Putin says will not change constitution to cling to power
Russian President Vladimir Putin, who is expected to be re-elected for a fourth term in next weekend's ballot, has said he has no plans to change the constitution to stay in the Kremlin beyond 2024.
By : migrator
Update: 2018-03-10 15:28 GMT
Moscow
Asked by US television network NBC whether he would follow in the footsteps of China's Xi Jinping, who is eyeing a limitless tenure, Putin insisted he had no such intentions.
"I never changed the constitution, I did not do it to suit myself and I have no such plans to do so today," he said in an interview whose transcript was released by the Kremlin today.
Critics accuse Putin, who was first elected president in 2000 and is running for a fourth term in March 18 polls, of harbouring ambitions to stay in power indefinitely.
The constitution bars him from serving more than two presidential terms in a row.
In 2008, Putin became prime minister but maintained his grip on power, with his protege Dmitry Medvedev serving as president until 2012 when Putin returned to the Kremlin in the face of huge opposition protests.
He rejected suggestions that he could not quit power because it would put him in danger, saying he heard "a lot of ravings on this subject".
"Why do you think after me power in Russia will be necessarily taken over by people who are ready to destroy everything that I have done over the past years?" Putin said.
He said he had been thinking about his potential successor since 2000. "It never hurts to think but at the end of the day it will be the Russian people who will decide that," he added.
Putin will run against a motley crew of seven challengers, with his top critic Alexei Navalny barred from contesting the poll because of a criminal conviction his supporters call punishment for challenging the strongman.

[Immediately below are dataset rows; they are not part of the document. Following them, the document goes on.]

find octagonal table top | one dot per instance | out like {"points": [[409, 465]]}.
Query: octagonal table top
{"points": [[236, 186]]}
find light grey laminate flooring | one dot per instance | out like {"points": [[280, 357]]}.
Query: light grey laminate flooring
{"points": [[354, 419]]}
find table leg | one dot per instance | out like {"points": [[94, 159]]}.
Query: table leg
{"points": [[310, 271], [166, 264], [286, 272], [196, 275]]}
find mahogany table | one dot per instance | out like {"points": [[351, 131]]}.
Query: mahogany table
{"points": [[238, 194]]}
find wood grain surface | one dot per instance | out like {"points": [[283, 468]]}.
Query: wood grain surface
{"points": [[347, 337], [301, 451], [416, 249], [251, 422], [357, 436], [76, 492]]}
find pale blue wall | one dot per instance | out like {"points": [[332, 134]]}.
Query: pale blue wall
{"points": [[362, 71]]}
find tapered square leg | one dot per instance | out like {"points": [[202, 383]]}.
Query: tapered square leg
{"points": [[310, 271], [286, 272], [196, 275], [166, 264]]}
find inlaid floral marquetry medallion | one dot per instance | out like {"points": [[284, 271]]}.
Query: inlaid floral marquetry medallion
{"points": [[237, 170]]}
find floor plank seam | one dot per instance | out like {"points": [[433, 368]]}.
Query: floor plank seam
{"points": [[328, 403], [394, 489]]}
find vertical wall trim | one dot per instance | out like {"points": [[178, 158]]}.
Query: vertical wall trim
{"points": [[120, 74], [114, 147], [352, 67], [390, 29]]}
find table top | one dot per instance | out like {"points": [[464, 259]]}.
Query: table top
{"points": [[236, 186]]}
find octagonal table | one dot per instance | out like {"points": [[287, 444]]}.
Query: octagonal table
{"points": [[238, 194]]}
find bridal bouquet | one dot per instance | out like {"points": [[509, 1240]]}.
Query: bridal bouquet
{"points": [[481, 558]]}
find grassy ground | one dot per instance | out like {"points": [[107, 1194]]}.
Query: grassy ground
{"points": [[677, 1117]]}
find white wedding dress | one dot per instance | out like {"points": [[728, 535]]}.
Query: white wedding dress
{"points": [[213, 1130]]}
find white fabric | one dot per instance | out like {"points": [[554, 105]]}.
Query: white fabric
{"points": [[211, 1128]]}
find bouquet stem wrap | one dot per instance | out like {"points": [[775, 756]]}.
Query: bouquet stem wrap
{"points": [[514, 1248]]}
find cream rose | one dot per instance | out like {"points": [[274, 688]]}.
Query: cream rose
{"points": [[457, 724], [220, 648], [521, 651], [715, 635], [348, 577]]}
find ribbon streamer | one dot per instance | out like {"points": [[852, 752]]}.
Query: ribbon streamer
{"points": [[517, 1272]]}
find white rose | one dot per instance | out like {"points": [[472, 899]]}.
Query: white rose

Putin declined to say whether he could pardon Navalny. "Any man can be pardoned if he deserves this," said Putin.
The Russian president, who never called Navalny by his name in public, referred to the 41-year-old opposition politician as "certain political forces".
"What do I like in principle? It's that they expose problems and this is good, indeed it's right," Putin said.
"But it's not enough for the country's positive development. Because concentrating one's attention on problems, it's not only insufficient, it's even dangerous because it could lead to certain destruction and we need creation."
Putin also denied having close ties to businessman and restaurateur Yevgeny Prigozhin, one of 13 Russians indicted by US prosecutors for allegedly running a secret campaign to tilt the 2016 US vote in favour of Donald Trump.
"He is not my friend," Putin said. "I know such a man but I don't count him among my friends."
Dubbed "Putin's chef", Prigozhin is thought to be running a Saint Petersburg-based "troll farm" accused by Washington of interfering in the 2016 election.
He has also been linked to a hugely secretive private military company, dubbed Wagner, whose mercenaries fight in Syria and were involved in a direct clash with US troops there in early February.
"We don't support him in any way, we are not standing in his way or helping him. That's his personal initiative," Putin said.
Putin denied that Russia has meddled in the US election, but said he would "not care" even if individual Russians had been involved.
"I could not care less because they do not represent the state," he said, adding that Russia would not extradite them.
Instead, Putin said, the US should sign a cyber-security pact with Russia if it wanted Moscow to look into the matter in earnest.